Cette scène de la vie humaine est si bien dépeinte par Montfleury, que je crois devoir copier ici le tableau qu'il en fait : ceux qui le connaissent m'en sauront gré, comme ceux qui ne le connaissent pas. Il est dans la pièce intitulée la Fille médecin : un charlatan arrive pour traiter la fille de Géronte ; et trouvant sur sa route la femme-de-chambre nommée Lise, il lui demande quels médecins on a vus. Lise répond :

Je peux vous assurer, sans en savoir les noms,

Que nous en avons Ve de toutes les façons :

Sur ce chapitre-là tout le monde raffine ;

Il n'est point de voisin, il n'est point de voisine,

Qui donnant là-dessus dedans quelque panneau,

Ne nous ait envoyé quelque docteur nouveau.

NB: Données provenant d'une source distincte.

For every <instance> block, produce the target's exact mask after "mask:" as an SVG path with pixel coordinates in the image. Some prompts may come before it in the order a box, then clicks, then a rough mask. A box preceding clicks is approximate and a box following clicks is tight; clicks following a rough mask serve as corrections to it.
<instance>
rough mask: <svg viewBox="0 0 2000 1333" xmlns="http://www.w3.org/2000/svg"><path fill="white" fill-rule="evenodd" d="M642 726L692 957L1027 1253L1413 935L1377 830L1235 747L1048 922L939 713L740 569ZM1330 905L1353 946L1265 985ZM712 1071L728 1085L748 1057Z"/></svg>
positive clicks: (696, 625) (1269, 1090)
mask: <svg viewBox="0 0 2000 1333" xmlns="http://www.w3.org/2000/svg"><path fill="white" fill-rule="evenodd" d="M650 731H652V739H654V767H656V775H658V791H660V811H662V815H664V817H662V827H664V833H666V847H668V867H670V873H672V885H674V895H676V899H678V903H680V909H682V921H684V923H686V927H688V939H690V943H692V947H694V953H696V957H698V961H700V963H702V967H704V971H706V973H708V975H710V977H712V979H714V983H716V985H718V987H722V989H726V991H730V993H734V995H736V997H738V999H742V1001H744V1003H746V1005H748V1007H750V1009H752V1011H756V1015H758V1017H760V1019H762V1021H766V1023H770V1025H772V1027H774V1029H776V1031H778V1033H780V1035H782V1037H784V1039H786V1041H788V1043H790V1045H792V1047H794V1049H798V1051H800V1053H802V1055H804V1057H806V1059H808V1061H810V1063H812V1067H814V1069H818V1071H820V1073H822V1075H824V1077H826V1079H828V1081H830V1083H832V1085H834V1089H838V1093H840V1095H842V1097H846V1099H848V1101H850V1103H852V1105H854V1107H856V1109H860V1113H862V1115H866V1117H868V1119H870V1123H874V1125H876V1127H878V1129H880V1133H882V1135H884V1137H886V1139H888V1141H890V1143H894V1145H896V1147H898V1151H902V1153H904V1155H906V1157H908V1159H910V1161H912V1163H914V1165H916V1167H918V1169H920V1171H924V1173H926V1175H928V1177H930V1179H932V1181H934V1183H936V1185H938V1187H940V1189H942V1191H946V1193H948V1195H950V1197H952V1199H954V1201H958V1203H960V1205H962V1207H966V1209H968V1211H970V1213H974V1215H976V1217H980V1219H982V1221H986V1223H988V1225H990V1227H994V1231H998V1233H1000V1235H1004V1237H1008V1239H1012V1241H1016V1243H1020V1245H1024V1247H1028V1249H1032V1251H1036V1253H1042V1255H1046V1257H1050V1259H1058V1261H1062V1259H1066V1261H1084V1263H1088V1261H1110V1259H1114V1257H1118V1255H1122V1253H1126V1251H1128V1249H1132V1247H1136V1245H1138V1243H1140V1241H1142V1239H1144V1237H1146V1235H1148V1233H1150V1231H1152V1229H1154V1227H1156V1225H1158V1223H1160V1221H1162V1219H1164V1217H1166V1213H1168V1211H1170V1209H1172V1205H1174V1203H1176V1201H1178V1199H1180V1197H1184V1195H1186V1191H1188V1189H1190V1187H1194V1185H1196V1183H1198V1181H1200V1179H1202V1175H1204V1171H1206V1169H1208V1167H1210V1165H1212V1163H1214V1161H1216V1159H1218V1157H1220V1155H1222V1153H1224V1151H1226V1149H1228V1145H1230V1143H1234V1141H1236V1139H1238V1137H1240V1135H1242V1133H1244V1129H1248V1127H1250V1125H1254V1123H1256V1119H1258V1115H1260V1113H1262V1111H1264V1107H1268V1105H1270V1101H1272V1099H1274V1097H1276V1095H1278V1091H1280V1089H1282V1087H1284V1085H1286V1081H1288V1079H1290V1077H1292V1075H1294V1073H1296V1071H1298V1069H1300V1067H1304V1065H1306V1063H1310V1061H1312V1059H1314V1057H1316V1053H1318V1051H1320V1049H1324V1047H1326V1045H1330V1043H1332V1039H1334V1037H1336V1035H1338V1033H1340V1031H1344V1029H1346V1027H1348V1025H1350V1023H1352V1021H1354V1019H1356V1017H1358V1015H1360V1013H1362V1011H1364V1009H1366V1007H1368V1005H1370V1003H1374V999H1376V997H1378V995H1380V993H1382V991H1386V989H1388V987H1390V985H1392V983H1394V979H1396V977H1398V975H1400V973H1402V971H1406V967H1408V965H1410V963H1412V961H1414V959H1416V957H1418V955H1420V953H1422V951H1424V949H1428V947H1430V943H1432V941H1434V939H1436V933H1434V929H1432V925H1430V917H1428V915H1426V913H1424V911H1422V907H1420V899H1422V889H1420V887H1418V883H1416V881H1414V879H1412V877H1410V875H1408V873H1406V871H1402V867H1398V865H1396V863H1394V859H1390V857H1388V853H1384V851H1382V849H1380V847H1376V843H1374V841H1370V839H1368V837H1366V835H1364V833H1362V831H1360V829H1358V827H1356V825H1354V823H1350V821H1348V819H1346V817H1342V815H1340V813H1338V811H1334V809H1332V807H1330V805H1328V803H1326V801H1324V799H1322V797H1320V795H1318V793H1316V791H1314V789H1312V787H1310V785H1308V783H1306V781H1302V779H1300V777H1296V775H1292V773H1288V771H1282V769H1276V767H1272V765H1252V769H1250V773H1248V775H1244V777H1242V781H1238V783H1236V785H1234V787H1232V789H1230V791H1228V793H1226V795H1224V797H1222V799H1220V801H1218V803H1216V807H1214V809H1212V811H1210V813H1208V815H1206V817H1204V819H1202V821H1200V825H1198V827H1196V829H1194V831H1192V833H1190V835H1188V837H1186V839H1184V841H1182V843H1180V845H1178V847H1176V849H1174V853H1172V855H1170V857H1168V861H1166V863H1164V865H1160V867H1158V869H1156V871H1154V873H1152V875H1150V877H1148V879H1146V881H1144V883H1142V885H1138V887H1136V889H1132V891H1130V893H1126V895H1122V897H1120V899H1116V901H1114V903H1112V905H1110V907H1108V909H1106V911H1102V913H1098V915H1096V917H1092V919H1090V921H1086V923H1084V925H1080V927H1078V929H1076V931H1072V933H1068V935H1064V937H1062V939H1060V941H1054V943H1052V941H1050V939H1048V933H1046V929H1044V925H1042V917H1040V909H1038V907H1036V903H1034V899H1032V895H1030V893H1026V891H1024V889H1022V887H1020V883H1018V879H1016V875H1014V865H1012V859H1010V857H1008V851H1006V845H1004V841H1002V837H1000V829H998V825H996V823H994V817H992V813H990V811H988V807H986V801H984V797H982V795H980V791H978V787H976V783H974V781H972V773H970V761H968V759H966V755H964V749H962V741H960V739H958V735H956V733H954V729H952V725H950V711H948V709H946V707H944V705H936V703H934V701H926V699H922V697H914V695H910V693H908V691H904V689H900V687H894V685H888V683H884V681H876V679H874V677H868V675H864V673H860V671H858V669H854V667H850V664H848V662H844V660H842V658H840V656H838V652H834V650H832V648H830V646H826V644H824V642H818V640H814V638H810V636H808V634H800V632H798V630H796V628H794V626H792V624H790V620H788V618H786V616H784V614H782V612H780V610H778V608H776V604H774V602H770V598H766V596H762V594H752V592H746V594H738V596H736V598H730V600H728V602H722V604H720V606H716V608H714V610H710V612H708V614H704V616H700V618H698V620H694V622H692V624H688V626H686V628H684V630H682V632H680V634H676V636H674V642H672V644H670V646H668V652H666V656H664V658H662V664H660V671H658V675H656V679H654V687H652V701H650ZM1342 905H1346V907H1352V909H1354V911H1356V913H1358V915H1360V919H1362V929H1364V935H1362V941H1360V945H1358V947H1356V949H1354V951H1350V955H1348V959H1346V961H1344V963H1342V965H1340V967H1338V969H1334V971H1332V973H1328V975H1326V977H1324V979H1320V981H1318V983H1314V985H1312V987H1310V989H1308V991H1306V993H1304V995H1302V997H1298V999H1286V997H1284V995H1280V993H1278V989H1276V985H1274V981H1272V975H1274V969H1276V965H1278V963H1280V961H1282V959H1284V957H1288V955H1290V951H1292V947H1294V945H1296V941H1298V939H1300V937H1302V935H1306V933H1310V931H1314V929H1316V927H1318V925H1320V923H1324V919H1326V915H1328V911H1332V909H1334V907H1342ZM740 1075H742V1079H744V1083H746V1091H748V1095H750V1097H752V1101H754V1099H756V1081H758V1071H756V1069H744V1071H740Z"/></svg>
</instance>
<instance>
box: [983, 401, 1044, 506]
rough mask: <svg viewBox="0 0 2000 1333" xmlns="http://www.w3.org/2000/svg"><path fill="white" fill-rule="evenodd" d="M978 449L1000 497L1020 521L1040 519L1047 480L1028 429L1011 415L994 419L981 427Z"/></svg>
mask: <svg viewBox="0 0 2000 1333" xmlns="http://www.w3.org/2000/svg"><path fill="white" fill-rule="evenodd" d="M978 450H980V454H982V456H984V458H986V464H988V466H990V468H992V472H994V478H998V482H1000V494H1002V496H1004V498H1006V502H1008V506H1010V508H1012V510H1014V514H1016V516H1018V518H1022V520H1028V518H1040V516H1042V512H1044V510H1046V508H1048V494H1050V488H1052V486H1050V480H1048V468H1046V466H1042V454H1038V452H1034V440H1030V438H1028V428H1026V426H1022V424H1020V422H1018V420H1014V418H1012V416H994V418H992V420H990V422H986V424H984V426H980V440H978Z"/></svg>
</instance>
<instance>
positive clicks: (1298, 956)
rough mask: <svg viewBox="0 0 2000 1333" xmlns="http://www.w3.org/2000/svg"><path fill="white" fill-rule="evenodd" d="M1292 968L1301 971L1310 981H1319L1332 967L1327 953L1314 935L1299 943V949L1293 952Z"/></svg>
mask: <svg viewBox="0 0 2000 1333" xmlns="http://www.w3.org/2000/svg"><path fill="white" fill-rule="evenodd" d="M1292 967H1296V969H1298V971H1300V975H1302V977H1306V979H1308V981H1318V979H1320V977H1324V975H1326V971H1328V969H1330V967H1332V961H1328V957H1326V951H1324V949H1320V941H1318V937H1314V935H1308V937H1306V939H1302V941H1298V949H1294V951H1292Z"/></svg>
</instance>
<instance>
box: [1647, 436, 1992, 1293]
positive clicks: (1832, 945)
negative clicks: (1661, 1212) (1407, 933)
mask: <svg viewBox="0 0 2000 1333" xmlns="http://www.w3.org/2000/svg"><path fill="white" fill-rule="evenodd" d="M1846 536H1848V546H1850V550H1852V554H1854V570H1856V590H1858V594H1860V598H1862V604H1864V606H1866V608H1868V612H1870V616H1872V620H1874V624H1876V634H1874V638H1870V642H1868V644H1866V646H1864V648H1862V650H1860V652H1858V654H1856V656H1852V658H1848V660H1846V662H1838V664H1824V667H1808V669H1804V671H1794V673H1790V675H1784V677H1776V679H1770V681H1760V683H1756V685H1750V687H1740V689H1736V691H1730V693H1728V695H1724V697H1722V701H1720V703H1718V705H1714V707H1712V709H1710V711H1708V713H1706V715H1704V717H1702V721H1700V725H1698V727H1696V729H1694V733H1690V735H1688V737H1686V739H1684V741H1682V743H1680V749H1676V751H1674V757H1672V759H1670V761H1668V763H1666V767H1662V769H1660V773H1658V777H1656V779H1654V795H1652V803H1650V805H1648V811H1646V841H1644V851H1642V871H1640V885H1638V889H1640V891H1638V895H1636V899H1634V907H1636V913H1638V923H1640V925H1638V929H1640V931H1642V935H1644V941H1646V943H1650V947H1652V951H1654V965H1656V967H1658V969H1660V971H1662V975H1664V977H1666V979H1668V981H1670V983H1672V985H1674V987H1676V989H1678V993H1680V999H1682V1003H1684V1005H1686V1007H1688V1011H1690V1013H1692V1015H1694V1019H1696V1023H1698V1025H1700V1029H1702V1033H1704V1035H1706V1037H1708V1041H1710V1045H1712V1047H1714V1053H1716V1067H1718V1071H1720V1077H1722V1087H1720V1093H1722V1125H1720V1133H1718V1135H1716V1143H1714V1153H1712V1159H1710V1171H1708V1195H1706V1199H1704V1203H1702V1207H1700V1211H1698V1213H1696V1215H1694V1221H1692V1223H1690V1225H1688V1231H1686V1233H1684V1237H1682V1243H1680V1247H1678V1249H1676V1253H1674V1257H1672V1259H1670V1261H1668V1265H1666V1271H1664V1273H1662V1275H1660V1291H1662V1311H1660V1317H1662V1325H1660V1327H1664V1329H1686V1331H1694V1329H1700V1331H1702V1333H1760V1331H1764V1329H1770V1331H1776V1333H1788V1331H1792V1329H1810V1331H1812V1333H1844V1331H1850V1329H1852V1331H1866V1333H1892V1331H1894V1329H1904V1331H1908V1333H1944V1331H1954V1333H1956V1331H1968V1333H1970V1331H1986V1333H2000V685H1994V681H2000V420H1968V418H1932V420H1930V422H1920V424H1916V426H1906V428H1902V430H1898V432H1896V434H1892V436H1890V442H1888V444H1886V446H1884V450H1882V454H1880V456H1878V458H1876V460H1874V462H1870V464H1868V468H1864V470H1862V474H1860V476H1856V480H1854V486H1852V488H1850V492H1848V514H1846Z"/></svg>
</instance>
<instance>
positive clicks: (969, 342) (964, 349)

Nous avons Ve céans un plumet qui gasconne,

Un abbé qui guérit par des poudres qu'il donne ;

Un diseur de grands mots, jadis musicien,

Qui fait un dissolvant, lequel ne dissout rien ;

Six médecins crasseux qui venaient sur des mules ;

Un arracheur de dents qui donnait des pilules ;

La veuve d'un chimiste, et la sœur d'un curé,

Qui font à frais communs d'un baume coloré ;

Un chevalier de Malthe, une dévote, un moine ;

Le chevalier pratique avec de l'antimoine,

Le moine avec des eaux de diverses façons ;

La dévote guérit avec des oraisons.

Que vous dirai-je enfin, monsieur ? de chaque espèce

Il est venu quelqu'un pour traiter ma maîtresse ;

Chacun à la guérir s'était bien défendu :

Cependant, vous voyez, c'est de l'argent perdu,

On l'enterre aujourd'hui....

C'est-là en effet le dénouement simple, naturel, et vraisemblable, que prépare la folle conduite des hommes dans le genre des maladies dont je termine ici l'article. Article de M. le Chevalier DE JAUCOURT.